Here, you have to realize that we have added a Windows project to an ASP.NET project. Most of the control, and probably the entire form itself runs on a Single Thread Apartment (STA) model. Hence you'd get an error saying something like thread not STA.
To overcome this hurdle, all you've to do is set the web page's page AspCompat
page attribute to true
. The ASP.NET engine will at once realize that this web page has to be processed on a STA. In fact, I believe this was how ordinary ASP pages used to get processed.

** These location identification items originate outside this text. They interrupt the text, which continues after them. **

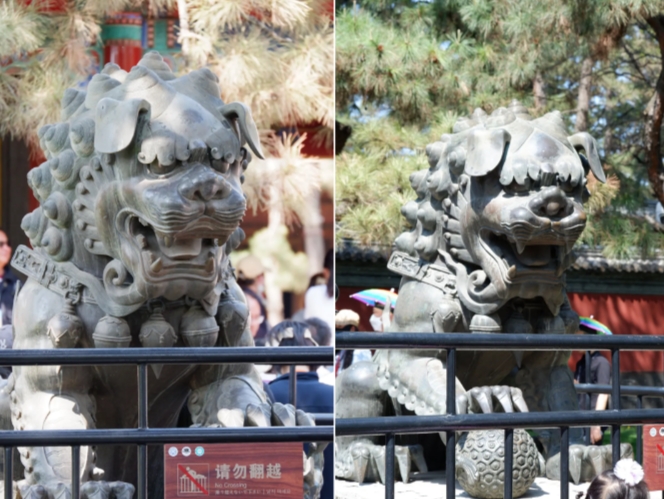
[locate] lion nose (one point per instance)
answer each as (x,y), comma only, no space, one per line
(203,184)
(551,203)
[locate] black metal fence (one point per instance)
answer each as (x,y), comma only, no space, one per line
(142,436)
(452,422)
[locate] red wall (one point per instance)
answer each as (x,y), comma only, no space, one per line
(625,314)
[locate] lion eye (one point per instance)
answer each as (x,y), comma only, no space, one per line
(517,188)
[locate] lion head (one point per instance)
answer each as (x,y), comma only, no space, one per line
(142,183)
(502,205)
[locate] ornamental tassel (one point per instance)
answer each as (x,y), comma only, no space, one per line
(198,328)
(66,328)
(155,333)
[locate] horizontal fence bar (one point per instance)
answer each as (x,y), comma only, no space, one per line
(496,341)
(160,436)
(323,419)
(466,422)
(193,355)
(647,391)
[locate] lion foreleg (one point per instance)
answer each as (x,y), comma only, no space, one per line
(49,398)
(222,394)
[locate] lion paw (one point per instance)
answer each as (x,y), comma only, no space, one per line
(586,461)
(481,400)
(263,415)
(366,460)
(89,490)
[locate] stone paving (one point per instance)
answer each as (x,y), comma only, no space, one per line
(431,485)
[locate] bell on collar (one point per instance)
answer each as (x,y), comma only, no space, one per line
(65,328)
(112,332)
(155,333)
(198,328)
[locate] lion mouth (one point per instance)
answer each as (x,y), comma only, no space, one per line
(545,259)
(168,255)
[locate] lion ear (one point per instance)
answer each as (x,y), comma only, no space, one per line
(585,141)
(486,149)
(241,112)
(115,123)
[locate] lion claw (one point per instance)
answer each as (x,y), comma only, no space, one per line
(88,490)
(481,400)
(366,460)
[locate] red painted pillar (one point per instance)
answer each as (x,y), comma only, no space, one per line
(123,34)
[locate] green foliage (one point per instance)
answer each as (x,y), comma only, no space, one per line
(432,62)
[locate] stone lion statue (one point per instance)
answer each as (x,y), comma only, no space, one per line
(491,234)
(140,201)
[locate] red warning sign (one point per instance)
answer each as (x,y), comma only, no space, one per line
(653,456)
(246,470)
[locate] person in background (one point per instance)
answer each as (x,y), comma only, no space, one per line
(312,395)
(8,281)
(320,330)
(347,320)
(319,299)
(376,319)
(600,374)
(323,336)
(624,481)
(250,275)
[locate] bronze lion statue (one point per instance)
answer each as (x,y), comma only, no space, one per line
(140,203)
(491,235)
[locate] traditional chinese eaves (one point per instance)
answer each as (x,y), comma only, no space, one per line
(366,266)
(596,262)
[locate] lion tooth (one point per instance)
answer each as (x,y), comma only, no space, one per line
(157,265)
(511,272)
(520,246)
(142,241)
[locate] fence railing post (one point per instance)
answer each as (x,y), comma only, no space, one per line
(615,403)
(9,471)
(450,405)
(75,471)
(142,482)
(509,462)
(389,466)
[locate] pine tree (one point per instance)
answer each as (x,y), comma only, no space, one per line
(596,61)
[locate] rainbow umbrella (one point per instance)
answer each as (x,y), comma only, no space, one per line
(594,325)
(373,296)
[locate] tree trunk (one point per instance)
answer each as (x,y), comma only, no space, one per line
(183,15)
(274,295)
(312,228)
(608,132)
(539,92)
(583,103)
(653,119)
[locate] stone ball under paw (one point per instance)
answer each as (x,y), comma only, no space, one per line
(480,463)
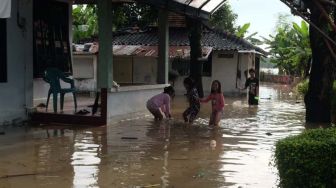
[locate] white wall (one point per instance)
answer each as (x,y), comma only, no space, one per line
(17,93)
(40,87)
(180,90)
(145,70)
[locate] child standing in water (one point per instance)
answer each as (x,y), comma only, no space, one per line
(191,112)
(161,103)
(217,102)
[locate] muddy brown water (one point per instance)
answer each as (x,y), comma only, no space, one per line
(138,152)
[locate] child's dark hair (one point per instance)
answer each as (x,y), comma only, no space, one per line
(219,90)
(189,82)
(169,90)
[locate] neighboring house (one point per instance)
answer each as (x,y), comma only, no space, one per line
(225,57)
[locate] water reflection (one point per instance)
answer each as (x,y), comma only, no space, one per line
(85,160)
(138,152)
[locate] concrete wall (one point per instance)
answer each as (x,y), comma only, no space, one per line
(129,69)
(145,70)
(40,88)
(17,94)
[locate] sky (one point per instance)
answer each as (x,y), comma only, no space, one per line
(262,14)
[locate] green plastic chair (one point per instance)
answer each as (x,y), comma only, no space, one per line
(53,77)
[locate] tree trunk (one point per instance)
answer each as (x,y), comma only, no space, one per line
(318,98)
(196,68)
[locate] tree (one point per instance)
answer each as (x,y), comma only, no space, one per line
(124,15)
(196,67)
(290,47)
(242,31)
(318,98)
(224,19)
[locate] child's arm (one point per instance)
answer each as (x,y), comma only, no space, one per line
(221,102)
(206,99)
(167,107)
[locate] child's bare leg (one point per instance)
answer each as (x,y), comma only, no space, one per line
(212,119)
(185,115)
(217,119)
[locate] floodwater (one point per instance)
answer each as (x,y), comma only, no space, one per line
(138,152)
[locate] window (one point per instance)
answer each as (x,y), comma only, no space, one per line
(3,51)
(182,66)
(207,66)
(51,36)
(225,55)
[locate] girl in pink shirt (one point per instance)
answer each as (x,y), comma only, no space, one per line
(217,102)
(161,103)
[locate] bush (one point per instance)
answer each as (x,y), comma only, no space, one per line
(307,160)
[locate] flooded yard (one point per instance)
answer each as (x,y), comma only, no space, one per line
(138,152)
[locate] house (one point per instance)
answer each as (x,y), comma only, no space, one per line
(36,34)
(225,57)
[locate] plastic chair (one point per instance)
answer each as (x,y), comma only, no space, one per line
(53,77)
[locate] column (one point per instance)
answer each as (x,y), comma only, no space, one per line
(163,59)
(105,65)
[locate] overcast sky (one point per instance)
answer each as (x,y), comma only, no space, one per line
(262,14)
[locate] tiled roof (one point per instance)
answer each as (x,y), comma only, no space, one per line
(218,40)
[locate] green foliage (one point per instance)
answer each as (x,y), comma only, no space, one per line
(333,100)
(224,19)
(124,15)
(242,30)
(290,47)
(307,160)
(85,24)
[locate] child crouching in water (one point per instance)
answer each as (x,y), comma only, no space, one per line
(217,102)
(161,103)
(189,115)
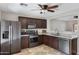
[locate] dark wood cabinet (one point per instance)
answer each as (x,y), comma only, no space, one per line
(25,21)
(46,40)
(54,42)
(38,23)
(40,38)
(44,24)
(51,41)
(24,42)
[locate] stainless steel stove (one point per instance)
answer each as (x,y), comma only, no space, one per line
(33,38)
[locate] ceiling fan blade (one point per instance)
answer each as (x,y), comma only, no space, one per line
(40,5)
(55,6)
(51,10)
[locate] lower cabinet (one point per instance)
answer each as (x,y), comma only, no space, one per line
(54,42)
(51,41)
(24,42)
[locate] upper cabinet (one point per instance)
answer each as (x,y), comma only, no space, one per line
(9,16)
(39,23)
(71,25)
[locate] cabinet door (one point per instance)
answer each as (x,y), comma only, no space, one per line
(46,39)
(54,42)
(44,24)
(24,42)
(38,23)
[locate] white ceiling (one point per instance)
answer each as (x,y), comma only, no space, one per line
(29,10)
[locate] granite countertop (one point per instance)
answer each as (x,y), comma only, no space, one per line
(24,35)
(67,37)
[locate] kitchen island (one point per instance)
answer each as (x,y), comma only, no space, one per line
(64,43)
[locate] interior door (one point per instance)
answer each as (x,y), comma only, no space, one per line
(5,39)
(15,39)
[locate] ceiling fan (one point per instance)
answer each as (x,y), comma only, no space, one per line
(23,4)
(47,7)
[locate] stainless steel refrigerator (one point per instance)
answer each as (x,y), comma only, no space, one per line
(10,37)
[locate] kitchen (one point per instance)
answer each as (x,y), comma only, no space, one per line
(60,32)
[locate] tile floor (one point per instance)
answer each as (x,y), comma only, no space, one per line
(40,50)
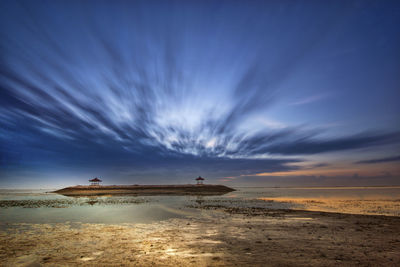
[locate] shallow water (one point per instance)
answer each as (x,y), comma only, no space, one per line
(37,206)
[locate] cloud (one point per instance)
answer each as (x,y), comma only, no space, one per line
(380,160)
(310,99)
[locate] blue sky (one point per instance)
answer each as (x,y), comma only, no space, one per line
(260,92)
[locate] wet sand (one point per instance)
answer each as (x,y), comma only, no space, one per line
(221,236)
(188,189)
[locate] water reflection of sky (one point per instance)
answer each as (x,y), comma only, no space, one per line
(146,209)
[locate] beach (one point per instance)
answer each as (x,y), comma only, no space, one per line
(209,232)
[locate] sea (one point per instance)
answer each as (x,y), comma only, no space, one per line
(40,206)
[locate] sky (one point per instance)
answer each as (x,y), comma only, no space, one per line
(243,93)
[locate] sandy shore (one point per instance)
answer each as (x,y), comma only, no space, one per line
(188,189)
(221,236)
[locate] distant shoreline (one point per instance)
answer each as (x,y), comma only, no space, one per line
(188,189)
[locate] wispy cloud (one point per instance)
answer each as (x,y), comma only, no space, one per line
(379,160)
(310,99)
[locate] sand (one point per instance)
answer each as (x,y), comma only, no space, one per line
(184,189)
(221,236)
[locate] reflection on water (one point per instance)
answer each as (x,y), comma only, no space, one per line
(37,206)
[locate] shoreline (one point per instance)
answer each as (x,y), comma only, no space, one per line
(188,189)
(220,237)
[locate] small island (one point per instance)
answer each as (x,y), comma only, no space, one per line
(95,189)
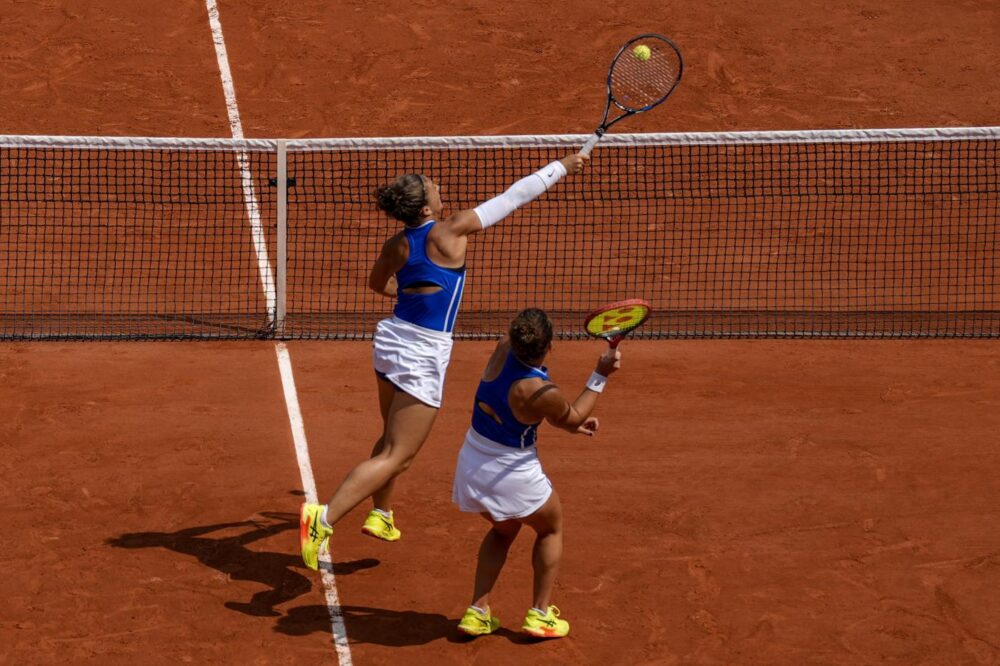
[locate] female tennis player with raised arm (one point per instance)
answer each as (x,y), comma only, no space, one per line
(499,475)
(423,267)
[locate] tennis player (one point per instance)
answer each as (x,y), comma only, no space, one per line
(499,475)
(423,268)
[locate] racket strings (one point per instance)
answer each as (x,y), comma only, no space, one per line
(637,84)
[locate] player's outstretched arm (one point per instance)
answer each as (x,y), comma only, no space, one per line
(529,188)
(554,407)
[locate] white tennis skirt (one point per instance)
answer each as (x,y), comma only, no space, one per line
(413,358)
(500,480)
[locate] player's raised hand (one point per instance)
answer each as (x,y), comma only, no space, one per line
(589,427)
(575,162)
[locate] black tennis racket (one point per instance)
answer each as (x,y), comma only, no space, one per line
(643,74)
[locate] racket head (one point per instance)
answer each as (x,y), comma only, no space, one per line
(636,85)
(614,321)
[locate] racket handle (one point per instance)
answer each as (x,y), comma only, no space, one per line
(591,142)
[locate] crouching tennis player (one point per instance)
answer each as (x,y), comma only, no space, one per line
(500,477)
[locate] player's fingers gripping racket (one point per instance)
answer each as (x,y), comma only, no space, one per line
(643,74)
(616,320)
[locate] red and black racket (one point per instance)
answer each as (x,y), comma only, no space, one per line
(614,321)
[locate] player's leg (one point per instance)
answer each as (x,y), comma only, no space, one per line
(408,423)
(379,522)
(492,556)
(478,618)
(542,619)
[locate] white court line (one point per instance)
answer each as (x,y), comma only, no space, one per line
(284,359)
(249,192)
(309,486)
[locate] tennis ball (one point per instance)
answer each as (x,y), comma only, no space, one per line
(642,52)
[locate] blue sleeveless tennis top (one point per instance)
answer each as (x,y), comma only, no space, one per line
(438,310)
(502,426)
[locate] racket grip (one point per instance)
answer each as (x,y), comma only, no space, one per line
(591,142)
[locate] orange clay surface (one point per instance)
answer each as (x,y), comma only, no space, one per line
(745,502)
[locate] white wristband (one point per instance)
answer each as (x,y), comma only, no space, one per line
(596,382)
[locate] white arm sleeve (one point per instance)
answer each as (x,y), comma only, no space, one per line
(520,193)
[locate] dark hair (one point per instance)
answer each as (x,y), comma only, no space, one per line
(531,334)
(404,198)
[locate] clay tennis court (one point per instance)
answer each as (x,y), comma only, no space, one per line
(771,502)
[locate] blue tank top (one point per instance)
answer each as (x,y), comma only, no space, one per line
(438,310)
(502,426)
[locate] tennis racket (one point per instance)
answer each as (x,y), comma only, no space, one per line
(614,321)
(642,75)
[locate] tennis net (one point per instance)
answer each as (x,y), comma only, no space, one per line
(866,233)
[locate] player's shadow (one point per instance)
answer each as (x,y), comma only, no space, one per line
(379,626)
(230,555)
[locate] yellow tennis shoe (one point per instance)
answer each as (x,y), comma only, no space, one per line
(477,623)
(380,527)
(545,626)
(313,534)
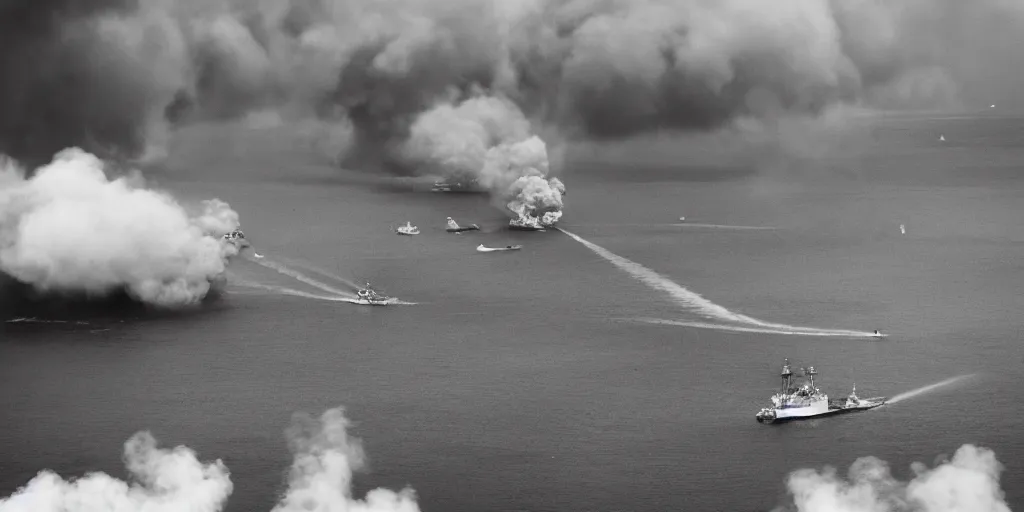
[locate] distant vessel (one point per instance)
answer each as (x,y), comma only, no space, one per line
(238,239)
(805,401)
(525,224)
(408,229)
(469,186)
(454,226)
(482,249)
(369,297)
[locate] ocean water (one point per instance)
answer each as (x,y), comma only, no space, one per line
(528,381)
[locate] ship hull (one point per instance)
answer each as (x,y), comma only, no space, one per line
(473,227)
(836,408)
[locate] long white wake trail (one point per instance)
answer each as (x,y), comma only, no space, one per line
(692,301)
(301,278)
(925,389)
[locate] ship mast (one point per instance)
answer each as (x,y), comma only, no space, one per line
(786,377)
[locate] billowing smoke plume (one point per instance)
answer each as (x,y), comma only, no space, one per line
(488,140)
(117,75)
(71,230)
(968,482)
(176,480)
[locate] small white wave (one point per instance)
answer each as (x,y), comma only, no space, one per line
(692,301)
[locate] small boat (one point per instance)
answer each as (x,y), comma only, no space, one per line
(482,249)
(454,226)
(806,400)
(238,239)
(524,223)
(468,186)
(369,297)
(408,229)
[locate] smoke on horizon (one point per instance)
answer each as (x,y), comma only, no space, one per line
(326,458)
(115,76)
(72,230)
(968,482)
(175,479)
(391,82)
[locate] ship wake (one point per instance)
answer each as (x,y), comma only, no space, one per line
(331,293)
(695,303)
(929,388)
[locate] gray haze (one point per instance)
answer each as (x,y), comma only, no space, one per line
(117,75)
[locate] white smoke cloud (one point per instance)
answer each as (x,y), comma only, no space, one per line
(174,480)
(70,229)
(968,482)
(487,138)
(322,473)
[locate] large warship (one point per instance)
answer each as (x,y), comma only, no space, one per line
(806,400)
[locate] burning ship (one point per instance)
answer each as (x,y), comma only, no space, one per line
(538,215)
(806,400)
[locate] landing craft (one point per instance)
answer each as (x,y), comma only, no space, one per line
(482,249)
(805,401)
(454,226)
(369,297)
(525,224)
(467,186)
(409,229)
(239,240)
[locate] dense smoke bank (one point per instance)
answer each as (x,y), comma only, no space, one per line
(968,482)
(175,479)
(116,77)
(70,230)
(326,458)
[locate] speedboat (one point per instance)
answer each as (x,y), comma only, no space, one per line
(806,400)
(238,239)
(408,229)
(454,226)
(482,249)
(369,297)
(467,186)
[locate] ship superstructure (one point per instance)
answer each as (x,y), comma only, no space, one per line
(806,400)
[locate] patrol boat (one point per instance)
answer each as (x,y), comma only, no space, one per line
(806,400)
(369,297)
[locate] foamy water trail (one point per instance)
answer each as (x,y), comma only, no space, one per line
(294,293)
(683,224)
(926,389)
(694,302)
(724,226)
(298,293)
(838,333)
(300,276)
(323,272)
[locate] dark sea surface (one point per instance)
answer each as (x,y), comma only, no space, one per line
(522,381)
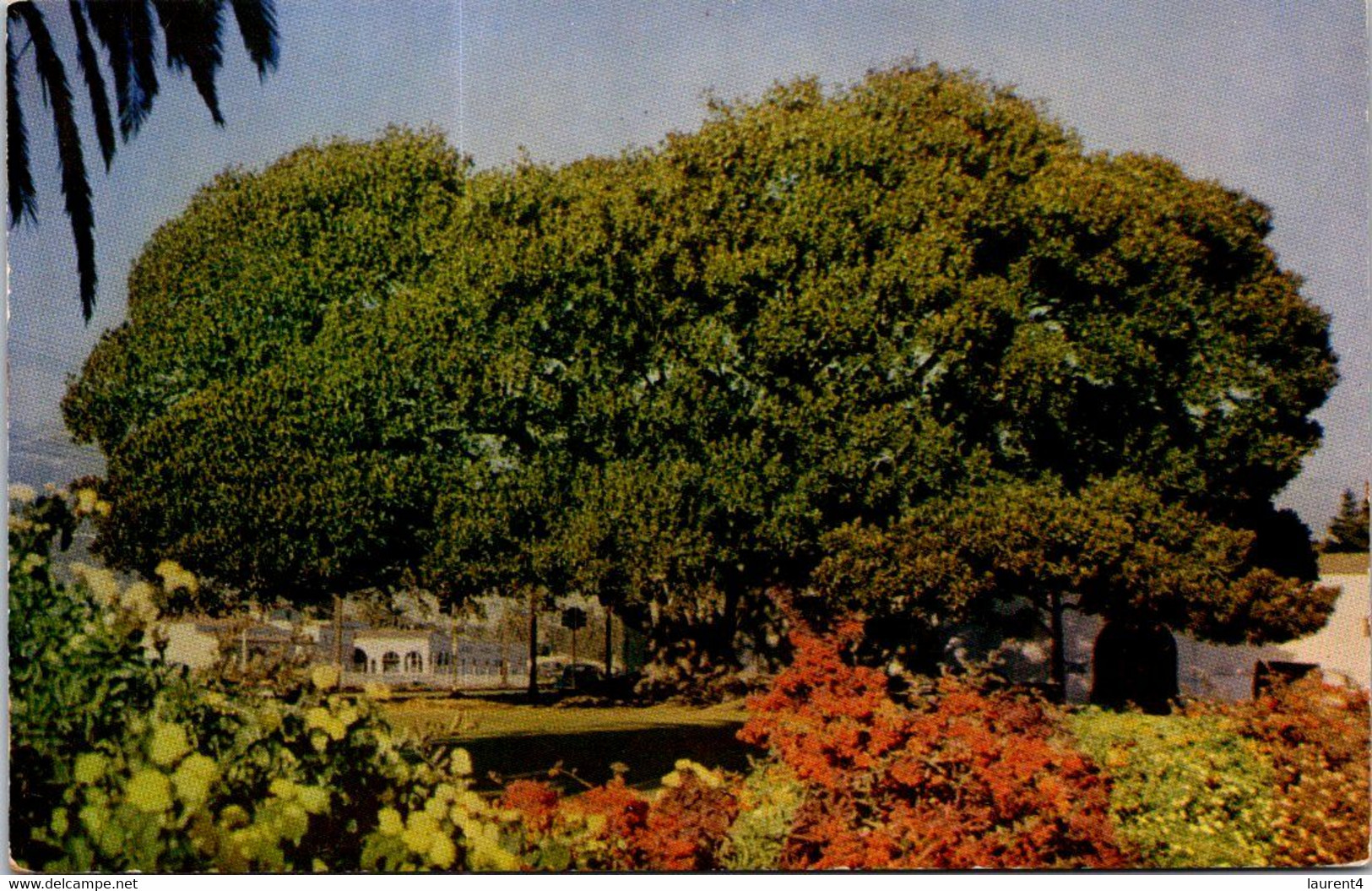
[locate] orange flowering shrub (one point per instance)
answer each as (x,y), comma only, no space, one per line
(1316,737)
(965,779)
(615,829)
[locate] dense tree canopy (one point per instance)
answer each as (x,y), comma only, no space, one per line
(669,378)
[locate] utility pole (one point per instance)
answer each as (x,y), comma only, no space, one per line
(533,641)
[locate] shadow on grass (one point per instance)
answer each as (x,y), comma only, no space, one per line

The next hurdle is something that would really bug you. Everything seems okay, but you get a weird COM exception, and a weird looking error code. Sometimes, the first time you run the application it goes smooth, but every subsequent request throws an error. Googling this error code is up to no use. You need some COM knowledge. However, I am not such an expert in this area, but I can safely tell you that you've to tell your operating system that you are done using your COM object; otherwise other applications using the same object can behave erratically. So ultimately what you've witnessed here is probably the COM not getting de-referenced properly. If you do run into such a problem, stop the local web server (that is hosted for you by the IDE), and re-start it; run the project once more within your IDE.
Using the Code
I hope you've understood all the above. Now using the code is as simple as follows:
protected void btnGenerate_Click(object sender, EventArgs e)
{
browserForm frm = new browserForm();
frm.URL = txtURL.Text;
System.Drawing.Image snapshot;
snapshot = frm.GetSnapshot();
snapshot.Save(Server.MapPath("snap.jpg"), System.Drawing.Imaging.ImageFormat.Jpeg);
frm.Dispose();
Image1.ImageUrl = "snap.jpg";
}
Oh, and all my web form ever had was textbox, a button and an image control.
Things I Want to Know
I have not carried out this exercise in a production environment. I am thinking, may be, the code needs some tuning. However if you folks want to play with this, then you are most welcome!
History
Phew, published my first article after a decade of editing!